Searching ProQuest Content on the Open Web

ProQuest's platform enhancements that make subscription and open access content readily searchable on the open web reveals a volume and variety of source material of benefit to students, teachers and the general public.


In mid-June 2020, ProQuest announced that it was making enhancements to its platform that would improve the accessibility of subscription and open access content. It’s no real secret that most people, whether they are students, faculty or the general public, go first to the open web to find information. This is true even when they have access through their library to subscription databases from companies like ProQuest. This preference is probably increasing during these times of working from home and home schooling.

To see how this works, use the URL search.proquest.com. You can search on all the content or limit your search to scholarly journals, books, video & audio, or newspapers. Click on the More tab to further limit your search to 13 additional sources, including historical newspapers, magazines, trade journals, reports, wire feeds, working papers and government publications. Included in the search are almost a billion documents.
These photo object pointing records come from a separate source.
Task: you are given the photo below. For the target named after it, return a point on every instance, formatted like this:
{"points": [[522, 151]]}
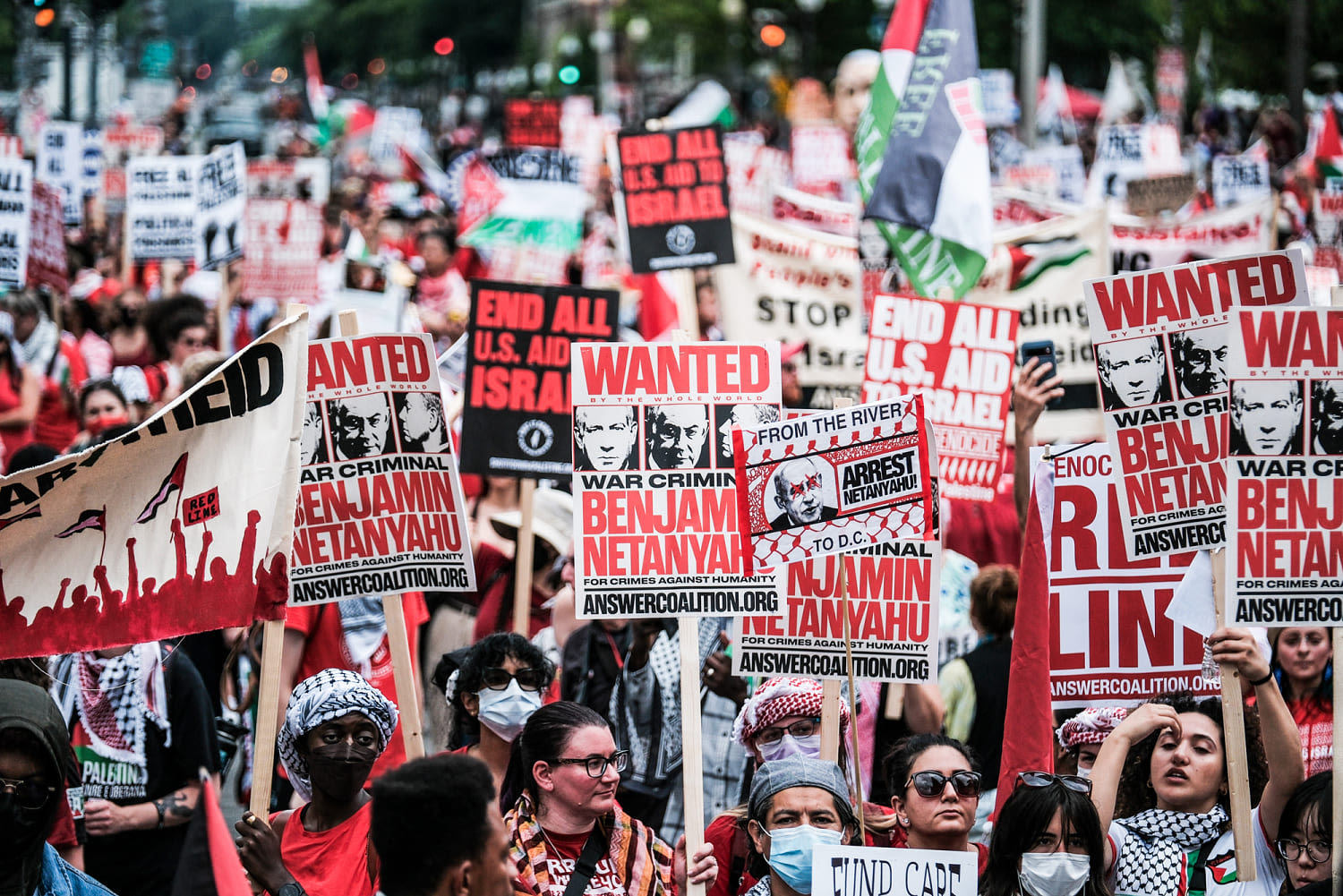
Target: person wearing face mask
{"points": [[34, 764], [335, 729], [497, 687], [1048, 841], [797, 805]]}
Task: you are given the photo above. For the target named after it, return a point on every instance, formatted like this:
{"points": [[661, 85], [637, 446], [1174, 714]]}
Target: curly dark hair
{"points": [[1135, 793]]}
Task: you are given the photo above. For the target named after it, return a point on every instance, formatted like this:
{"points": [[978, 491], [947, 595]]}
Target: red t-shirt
{"points": [[329, 863], [325, 649]]}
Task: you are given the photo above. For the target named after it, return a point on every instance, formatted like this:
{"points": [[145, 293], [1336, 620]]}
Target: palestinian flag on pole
{"points": [[923, 160]]}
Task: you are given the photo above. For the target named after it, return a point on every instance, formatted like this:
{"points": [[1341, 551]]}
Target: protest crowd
{"points": [[875, 498]]}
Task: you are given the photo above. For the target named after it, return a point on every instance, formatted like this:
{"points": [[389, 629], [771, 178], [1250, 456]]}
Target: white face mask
{"points": [[1053, 874]]}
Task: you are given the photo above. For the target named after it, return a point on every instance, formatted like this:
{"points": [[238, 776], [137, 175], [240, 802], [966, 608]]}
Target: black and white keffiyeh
{"points": [[329, 695], [1152, 856]]}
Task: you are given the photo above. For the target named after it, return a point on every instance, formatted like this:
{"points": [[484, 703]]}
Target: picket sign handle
{"points": [[1233, 735], [407, 689], [523, 559]]}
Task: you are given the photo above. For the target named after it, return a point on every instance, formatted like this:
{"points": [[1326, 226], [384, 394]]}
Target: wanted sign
{"points": [[518, 375], [15, 220], [379, 500], [835, 482], [161, 207], [892, 619], [1111, 643], [959, 356], [1160, 354], [654, 485], [872, 871], [673, 198], [1286, 468], [220, 199]]}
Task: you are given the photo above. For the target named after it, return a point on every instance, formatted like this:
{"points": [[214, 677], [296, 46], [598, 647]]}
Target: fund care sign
{"points": [[653, 477]]}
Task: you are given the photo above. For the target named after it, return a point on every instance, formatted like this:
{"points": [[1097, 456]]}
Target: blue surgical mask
{"points": [[791, 850], [507, 711]]}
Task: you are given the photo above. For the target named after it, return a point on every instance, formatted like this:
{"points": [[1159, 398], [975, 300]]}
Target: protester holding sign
{"points": [[567, 813], [1160, 785]]}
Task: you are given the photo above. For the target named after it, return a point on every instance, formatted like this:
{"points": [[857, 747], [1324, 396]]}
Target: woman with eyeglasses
{"points": [[1048, 841], [935, 790], [1307, 836], [569, 836], [1160, 778], [497, 687]]}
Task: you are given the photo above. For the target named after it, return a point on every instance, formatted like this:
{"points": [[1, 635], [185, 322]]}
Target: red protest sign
{"points": [[959, 356]]}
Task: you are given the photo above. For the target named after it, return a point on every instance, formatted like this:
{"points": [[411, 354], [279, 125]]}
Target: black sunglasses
{"points": [[1044, 780], [932, 783], [497, 678]]}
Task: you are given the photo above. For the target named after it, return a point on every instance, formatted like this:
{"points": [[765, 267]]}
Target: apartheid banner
{"points": [[1286, 468], [47, 241], [1111, 643], [1139, 243], [673, 198], [1039, 269], [284, 250], [868, 871], [161, 207], [959, 356], [800, 285], [835, 482], [1160, 356], [518, 375], [532, 123], [220, 198], [15, 220], [654, 485], [381, 503], [894, 597], [184, 525]]}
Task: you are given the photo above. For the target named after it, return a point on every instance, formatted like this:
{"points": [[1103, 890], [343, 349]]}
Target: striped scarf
{"points": [[644, 861]]}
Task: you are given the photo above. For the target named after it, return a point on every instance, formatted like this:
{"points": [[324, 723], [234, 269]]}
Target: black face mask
{"points": [[340, 770]]}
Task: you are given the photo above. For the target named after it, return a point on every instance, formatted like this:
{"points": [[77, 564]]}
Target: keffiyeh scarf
{"points": [[115, 699], [1152, 858], [319, 699]]}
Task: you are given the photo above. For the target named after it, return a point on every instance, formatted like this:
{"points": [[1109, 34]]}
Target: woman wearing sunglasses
{"points": [[935, 790], [497, 687], [1305, 842], [569, 837], [1048, 841], [1160, 777]]}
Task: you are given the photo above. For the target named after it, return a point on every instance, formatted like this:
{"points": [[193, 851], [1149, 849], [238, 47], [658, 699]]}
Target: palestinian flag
{"points": [[923, 161]]}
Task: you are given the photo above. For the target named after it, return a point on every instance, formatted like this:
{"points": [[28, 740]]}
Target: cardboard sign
{"points": [[661, 539], [835, 482], [532, 123], [15, 220], [673, 199], [1286, 468], [96, 550], [959, 356], [381, 503], [61, 166], [1150, 196], [518, 376], [1160, 356], [798, 285], [161, 207], [892, 619], [220, 198], [872, 871], [284, 250], [1111, 643], [47, 241]]}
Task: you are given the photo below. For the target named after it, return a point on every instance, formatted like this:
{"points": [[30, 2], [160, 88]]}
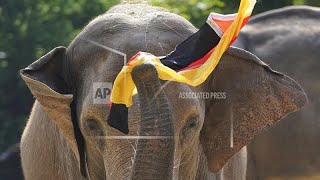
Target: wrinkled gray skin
{"points": [[289, 40], [199, 147]]}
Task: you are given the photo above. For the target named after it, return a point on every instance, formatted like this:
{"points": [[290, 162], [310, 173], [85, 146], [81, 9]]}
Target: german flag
{"points": [[191, 62]]}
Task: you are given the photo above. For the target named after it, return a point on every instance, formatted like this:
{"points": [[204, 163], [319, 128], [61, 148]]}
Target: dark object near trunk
{"points": [[155, 150]]}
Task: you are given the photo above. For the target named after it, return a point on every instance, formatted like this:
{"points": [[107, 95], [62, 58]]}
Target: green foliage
{"points": [[30, 28]]}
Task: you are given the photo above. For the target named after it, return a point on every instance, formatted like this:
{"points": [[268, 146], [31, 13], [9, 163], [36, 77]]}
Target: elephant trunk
{"points": [[155, 148]]}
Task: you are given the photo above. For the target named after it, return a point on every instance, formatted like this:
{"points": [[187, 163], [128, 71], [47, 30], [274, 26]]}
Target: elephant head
{"points": [[173, 133]]}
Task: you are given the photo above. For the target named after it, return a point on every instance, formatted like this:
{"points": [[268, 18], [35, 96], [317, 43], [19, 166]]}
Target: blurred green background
{"points": [[30, 28]]}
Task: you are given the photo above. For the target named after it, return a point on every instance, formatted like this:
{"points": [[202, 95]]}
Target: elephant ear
{"points": [[48, 82], [256, 98]]}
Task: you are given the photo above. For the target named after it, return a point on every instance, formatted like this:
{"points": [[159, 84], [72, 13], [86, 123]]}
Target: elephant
{"points": [[171, 136], [10, 164], [289, 40]]}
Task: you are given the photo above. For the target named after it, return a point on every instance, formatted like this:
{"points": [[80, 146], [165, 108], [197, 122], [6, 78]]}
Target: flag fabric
{"points": [[191, 62]]}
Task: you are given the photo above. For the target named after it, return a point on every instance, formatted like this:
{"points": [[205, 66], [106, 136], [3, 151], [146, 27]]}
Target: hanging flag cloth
{"points": [[191, 62]]}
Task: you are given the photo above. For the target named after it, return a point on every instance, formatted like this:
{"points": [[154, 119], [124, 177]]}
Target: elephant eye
{"points": [[192, 123]]}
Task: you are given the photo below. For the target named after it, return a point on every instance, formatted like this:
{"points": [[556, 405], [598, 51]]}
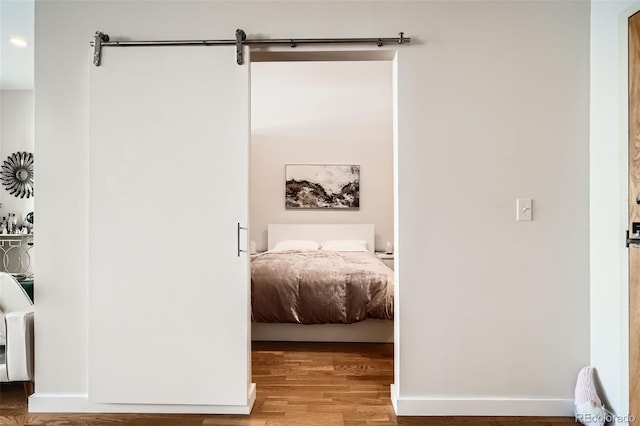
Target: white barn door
{"points": [[168, 290]]}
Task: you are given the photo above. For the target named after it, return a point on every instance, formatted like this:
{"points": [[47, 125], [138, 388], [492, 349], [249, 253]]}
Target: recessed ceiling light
{"points": [[18, 41]]}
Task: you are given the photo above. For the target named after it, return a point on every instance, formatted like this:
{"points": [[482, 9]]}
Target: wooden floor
{"points": [[297, 384]]}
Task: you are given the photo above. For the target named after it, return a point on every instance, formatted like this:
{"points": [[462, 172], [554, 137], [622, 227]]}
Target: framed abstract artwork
{"points": [[322, 186]]}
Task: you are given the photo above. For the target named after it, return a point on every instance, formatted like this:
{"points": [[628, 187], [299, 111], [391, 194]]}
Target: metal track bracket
{"points": [[240, 38], [101, 40], [98, 38]]}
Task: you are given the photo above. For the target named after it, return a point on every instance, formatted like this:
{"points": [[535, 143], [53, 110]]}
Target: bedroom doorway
{"points": [[324, 109]]}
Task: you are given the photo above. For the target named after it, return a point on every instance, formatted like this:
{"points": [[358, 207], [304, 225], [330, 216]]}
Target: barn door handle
{"points": [[633, 240], [239, 250]]}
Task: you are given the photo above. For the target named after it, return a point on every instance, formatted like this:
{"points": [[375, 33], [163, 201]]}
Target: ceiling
{"points": [[16, 63]]}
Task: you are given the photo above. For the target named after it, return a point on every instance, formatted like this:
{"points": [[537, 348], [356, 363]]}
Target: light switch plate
{"points": [[524, 209]]}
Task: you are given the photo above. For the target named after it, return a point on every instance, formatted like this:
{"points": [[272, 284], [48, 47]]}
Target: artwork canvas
{"points": [[313, 186]]}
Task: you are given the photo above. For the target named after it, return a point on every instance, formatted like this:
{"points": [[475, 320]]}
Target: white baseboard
{"points": [[79, 403], [429, 406]]}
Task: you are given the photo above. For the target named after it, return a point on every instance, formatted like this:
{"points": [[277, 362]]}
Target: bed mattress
{"points": [[320, 287]]}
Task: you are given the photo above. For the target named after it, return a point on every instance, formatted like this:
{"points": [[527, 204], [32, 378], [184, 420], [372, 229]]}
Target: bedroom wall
{"points": [[321, 113], [493, 104], [16, 134], [608, 197]]}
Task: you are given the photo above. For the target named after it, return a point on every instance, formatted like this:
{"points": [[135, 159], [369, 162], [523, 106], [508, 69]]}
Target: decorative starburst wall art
{"points": [[17, 174]]}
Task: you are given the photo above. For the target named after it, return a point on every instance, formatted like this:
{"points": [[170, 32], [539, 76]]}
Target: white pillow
{"points": [[345, 245], [297, 245]]}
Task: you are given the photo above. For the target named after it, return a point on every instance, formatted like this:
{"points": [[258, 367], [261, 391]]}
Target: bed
{"points": [[326, 295]]}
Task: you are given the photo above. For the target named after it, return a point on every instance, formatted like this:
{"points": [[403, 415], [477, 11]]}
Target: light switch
{"points": [[524, 209]]}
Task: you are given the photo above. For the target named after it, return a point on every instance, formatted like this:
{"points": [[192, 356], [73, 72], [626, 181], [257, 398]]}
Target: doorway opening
{"points": [[317, 109]]}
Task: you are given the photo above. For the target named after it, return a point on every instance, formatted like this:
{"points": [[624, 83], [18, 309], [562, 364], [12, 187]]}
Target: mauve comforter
{"points": [[320, 287]]}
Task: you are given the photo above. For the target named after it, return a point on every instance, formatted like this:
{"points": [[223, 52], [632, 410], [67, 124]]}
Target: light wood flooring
{"points": [[321, 384]]}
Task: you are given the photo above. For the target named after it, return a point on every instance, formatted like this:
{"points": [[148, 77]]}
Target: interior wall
{"points": [[493, 105], [608, 197], [16, 134], [336, 112]]}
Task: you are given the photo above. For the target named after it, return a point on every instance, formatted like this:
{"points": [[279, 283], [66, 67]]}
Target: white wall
{"points": [[16, 135], [493, 104], [321, 113], [608, 199]]}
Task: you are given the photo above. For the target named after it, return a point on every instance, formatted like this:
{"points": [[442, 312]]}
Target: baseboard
{"points": [[79, 403], [428, 406]]}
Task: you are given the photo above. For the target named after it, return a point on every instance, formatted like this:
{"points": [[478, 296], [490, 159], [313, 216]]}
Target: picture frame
{"points": [[322, 186]]}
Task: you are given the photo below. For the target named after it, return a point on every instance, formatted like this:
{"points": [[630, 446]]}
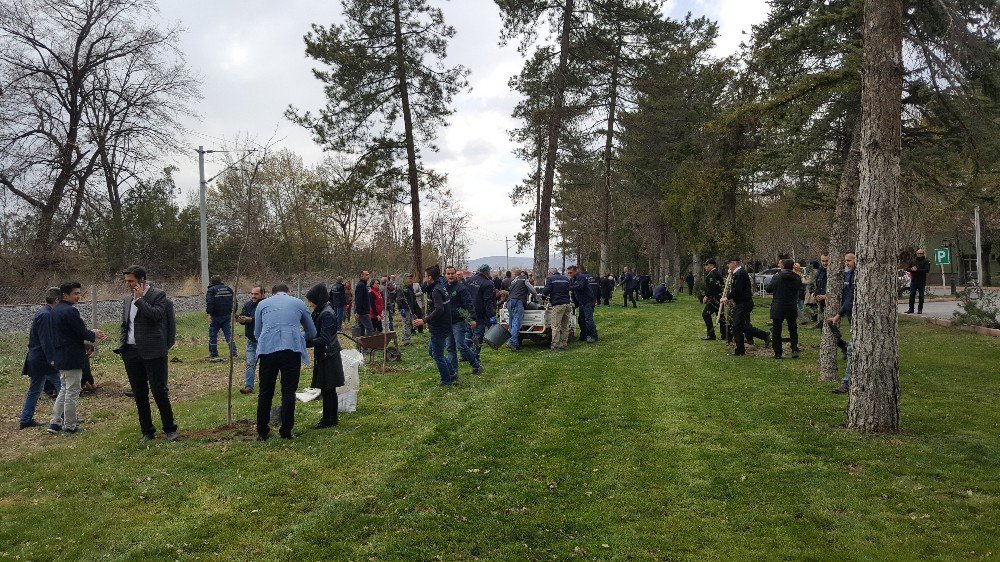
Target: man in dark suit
{"points": [[741, 293], [785, 286], [69, 333], [143, 347]]}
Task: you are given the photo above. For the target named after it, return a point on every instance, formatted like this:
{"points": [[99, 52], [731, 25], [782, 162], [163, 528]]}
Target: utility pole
{"points": [[979, 251], [203, 215], [507, 246]]}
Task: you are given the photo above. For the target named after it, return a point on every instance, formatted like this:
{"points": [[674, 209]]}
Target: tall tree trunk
{"points": [[542, 233], [843, 219], [874, 398], [609, 139], [411, 150]]}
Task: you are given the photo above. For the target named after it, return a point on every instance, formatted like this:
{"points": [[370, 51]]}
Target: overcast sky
{"points": [[250, 55]]}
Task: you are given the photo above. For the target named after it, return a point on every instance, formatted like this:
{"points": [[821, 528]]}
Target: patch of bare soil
{"points": [[107, 404]]}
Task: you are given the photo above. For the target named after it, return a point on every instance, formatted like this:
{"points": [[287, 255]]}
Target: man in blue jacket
{"points": [[846, 311], [69, 333], [484, 300], [219, 302], [281, 349], [579, 287], [38, 365], [463, 314], [363, 306], [557, 290]]}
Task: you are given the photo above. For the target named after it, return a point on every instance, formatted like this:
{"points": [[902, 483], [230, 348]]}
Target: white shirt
{"points": [[133, 310]]}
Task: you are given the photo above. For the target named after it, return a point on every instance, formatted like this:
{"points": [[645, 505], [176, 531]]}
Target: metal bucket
{"points": [[496, 336]]}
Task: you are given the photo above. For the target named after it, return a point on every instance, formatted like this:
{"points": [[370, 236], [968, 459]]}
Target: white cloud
{"points": [[251, 55]]}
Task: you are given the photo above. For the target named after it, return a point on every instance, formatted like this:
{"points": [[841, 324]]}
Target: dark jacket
{"points": [[337, 297], [819, 284], [462, 309], [484, 297], [41, 345], [741, 289], [219, 300], [714, 284], [847, 299], [579, 288], [785, 285], [595, 286], [918, 278], [519, 290], [361, 299], [150, 324], [557, 289], [438, 307], [328, 371], [69, 333], [248, 309]]}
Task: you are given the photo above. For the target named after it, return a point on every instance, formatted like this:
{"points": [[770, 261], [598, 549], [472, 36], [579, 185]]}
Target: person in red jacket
{"points": [[378, 304]]}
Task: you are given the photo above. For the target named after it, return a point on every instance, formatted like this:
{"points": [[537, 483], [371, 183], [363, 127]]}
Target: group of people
{"points": [[787, 287]]}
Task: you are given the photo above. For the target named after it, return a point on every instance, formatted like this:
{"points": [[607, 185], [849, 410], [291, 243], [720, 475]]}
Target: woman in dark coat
{"points": [[328, 372]]}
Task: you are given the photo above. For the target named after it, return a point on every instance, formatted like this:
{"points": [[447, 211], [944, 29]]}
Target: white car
{"points": [[534, 325]]}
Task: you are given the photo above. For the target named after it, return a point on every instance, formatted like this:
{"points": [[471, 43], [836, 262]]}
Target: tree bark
{"points": [[542, 226], [874, 396], [411, 151], [843, 219], [609, 139]]}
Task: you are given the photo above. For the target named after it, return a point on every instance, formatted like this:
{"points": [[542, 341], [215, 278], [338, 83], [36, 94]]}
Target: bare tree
{"points": [[75, 76]]}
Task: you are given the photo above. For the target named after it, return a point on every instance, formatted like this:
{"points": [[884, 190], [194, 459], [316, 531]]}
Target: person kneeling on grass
{"points": [[328, 371]]}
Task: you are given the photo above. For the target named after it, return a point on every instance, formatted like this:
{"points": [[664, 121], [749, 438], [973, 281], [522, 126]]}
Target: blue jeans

Once you’ve done a search, you can sort results by relevance, oldest first, or most recent first and limit by date. Additionally, you can preview the content (assuming that a preview is available, which it is not for all content, particularly for historical newspapers). Keep in mind that the preview might not be text; it could be 30 seconds of video, since there are different levels of preview. If the publication is OA, you will see the designation Full Text to the right of the citation. Click on the citation and you are redirected to the site hosting the full text. For example, a result from a Working Paper in Economics redirected me to RePec.

Prominent in several places on the site is the admonition that searchers can get more features if they log into their library’s site. To the extent possible, ProQuest wants to direct people to their local libraries. If searchers find something on the open web ProQuest platform that doesn’t include the full text, they can log into their library and come back to the full text. This assumes, of course, that their library has a subscription to the full text.

Jeff Wilensky, VP of Global Marketing, and Chris Burghardt, VP of Product Management, pointed out to me that the content included on the platform was not the licensed databases sold by ProQuest to libraries. Instead, it is content licensed from publishers. If you access documents via your library, they told me, you then have the option of translating the article into 20 different languages. For those not affiliated with an institution, ProQuest’s only solution is to sign up for a library card at your local public library and hope they have a ProQuest subscription.

Streamlining discoverability to ProQuest content by eliminating, at least to some extent, the dreaded paywall is a huge benefit. As Wilensky and Burghardt see it, this enhanced platform is a fusion of subscription and OA, bringing together remote learning and direct web entry. Plus, the volume and variety of discoverable information types can be eye-opening to web searchers. It provides ProQuest with a higher degree of web indexing than it previously had. These days, if you’re not indexed by web search engines, it’s akin to not existing at all. And ProQuest most definitely exists.